Development of Low-Threshold Ionization Detectors Using USD-Grown Germanium Crystals for Low-Mass Dark Matter Searches

Our objective is to leverage in-house manufactured Germanium (Ge) crystals to develop low-threshold (~sub-eV) ionization detectors at the University of South Dakota (USD) in collaboration with the Pacific Northwest National Laboratory (PNNL). This effort aims to enhance the detection of low-mass dark matter (DM) by providing Ge crystals with ultra-low cosmogenic exposures.

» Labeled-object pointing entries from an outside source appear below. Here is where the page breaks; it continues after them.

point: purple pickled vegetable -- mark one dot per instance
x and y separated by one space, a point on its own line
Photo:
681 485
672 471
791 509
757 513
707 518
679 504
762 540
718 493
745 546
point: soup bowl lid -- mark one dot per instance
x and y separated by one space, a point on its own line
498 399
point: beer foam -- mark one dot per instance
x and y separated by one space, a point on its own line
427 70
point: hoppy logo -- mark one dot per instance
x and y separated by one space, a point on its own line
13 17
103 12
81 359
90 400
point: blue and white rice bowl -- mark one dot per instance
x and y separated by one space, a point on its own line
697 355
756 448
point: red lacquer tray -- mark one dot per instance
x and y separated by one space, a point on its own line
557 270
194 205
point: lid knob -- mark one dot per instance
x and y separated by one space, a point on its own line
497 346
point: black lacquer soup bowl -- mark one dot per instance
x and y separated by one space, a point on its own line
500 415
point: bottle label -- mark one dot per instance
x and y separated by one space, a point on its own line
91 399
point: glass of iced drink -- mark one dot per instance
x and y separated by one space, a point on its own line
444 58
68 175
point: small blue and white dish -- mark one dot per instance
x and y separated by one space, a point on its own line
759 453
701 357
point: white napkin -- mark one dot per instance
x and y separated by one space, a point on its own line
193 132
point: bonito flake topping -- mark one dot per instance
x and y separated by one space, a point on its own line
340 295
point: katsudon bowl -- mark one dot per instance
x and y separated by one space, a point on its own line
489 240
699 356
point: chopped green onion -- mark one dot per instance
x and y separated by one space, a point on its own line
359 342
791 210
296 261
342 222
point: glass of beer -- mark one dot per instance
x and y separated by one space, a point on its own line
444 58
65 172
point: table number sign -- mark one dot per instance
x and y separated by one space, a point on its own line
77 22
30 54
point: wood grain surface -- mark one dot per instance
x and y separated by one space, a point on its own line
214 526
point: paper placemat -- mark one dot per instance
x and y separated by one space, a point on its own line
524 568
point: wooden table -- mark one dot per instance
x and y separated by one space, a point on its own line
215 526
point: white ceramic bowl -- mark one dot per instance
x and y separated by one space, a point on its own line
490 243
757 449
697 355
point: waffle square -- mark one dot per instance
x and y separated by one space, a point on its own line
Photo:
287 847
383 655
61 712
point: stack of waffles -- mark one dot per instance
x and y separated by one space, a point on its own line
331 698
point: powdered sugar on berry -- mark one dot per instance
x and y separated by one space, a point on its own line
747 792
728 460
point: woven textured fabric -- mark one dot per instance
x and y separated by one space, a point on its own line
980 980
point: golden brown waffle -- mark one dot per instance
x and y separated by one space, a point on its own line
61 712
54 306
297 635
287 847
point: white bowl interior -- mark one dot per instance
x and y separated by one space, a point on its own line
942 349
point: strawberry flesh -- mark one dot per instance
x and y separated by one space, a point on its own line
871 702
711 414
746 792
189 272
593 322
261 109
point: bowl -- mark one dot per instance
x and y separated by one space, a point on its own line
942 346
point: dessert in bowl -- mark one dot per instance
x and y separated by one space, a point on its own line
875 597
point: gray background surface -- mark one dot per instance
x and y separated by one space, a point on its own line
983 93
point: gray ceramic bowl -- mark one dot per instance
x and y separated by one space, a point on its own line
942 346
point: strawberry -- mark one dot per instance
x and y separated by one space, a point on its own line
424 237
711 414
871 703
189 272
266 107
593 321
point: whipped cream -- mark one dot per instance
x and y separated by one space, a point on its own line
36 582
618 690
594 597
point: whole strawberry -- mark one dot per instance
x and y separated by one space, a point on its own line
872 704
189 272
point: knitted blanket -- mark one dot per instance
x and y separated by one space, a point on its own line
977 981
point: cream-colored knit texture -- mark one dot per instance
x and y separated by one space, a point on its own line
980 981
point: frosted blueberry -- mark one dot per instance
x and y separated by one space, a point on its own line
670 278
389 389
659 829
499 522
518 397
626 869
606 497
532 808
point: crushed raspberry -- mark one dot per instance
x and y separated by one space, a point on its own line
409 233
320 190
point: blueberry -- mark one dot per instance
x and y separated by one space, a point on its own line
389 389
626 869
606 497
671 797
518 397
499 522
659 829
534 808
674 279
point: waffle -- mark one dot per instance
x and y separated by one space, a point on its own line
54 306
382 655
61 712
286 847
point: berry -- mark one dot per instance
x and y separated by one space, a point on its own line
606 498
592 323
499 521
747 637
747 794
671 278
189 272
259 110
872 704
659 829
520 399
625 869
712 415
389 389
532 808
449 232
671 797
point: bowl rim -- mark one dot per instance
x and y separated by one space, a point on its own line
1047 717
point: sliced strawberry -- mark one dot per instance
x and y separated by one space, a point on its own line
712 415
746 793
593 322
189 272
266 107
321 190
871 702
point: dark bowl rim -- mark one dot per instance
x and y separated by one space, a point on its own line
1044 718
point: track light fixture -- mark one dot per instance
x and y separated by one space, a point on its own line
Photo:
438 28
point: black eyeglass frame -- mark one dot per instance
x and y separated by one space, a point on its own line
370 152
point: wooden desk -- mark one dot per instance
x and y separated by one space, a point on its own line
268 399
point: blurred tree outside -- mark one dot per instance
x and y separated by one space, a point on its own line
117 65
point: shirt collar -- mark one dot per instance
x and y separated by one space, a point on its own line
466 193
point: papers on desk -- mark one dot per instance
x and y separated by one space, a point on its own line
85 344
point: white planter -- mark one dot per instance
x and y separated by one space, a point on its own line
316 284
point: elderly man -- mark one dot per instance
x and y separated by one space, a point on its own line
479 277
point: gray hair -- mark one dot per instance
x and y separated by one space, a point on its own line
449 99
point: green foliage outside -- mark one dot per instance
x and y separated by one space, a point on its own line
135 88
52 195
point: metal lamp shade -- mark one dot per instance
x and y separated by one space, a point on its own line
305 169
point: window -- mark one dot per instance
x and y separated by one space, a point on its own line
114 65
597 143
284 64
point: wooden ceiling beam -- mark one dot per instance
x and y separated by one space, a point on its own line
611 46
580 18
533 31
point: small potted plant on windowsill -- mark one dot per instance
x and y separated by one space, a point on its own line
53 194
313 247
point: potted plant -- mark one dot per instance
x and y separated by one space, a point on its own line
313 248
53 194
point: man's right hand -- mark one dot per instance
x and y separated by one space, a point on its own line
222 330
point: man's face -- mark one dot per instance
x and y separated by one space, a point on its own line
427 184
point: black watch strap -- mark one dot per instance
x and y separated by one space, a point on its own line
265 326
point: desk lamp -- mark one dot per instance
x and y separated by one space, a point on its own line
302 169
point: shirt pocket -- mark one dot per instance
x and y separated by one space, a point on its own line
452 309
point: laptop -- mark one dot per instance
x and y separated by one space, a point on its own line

Key tasks include fabricating charge readout Ge detectors with an internal charge amplification factor of 10-100, which will be validated at PNNL's shallow underground laboratory (SUL) at ultra-low temperatures (7.5 to 40 millikelvin).

We are working on an innovative germanium detector design featuring a high-purity Ge detector with a net impurity level of approximately 3×10^10 cm^−3 uniformly distributed across the entire detector, internal charge amplification with a gain factor of 1000, and a depleted detector operating at 77 K and continuously cooled down to helium temperature. These detectors aim to achieve an energy threshold of around sub-eV. This process involves using large concentrated electric fields to accelerate ionization excitations to energies beyond the germanium bandgap, thereby producing additional electron-hole pairs.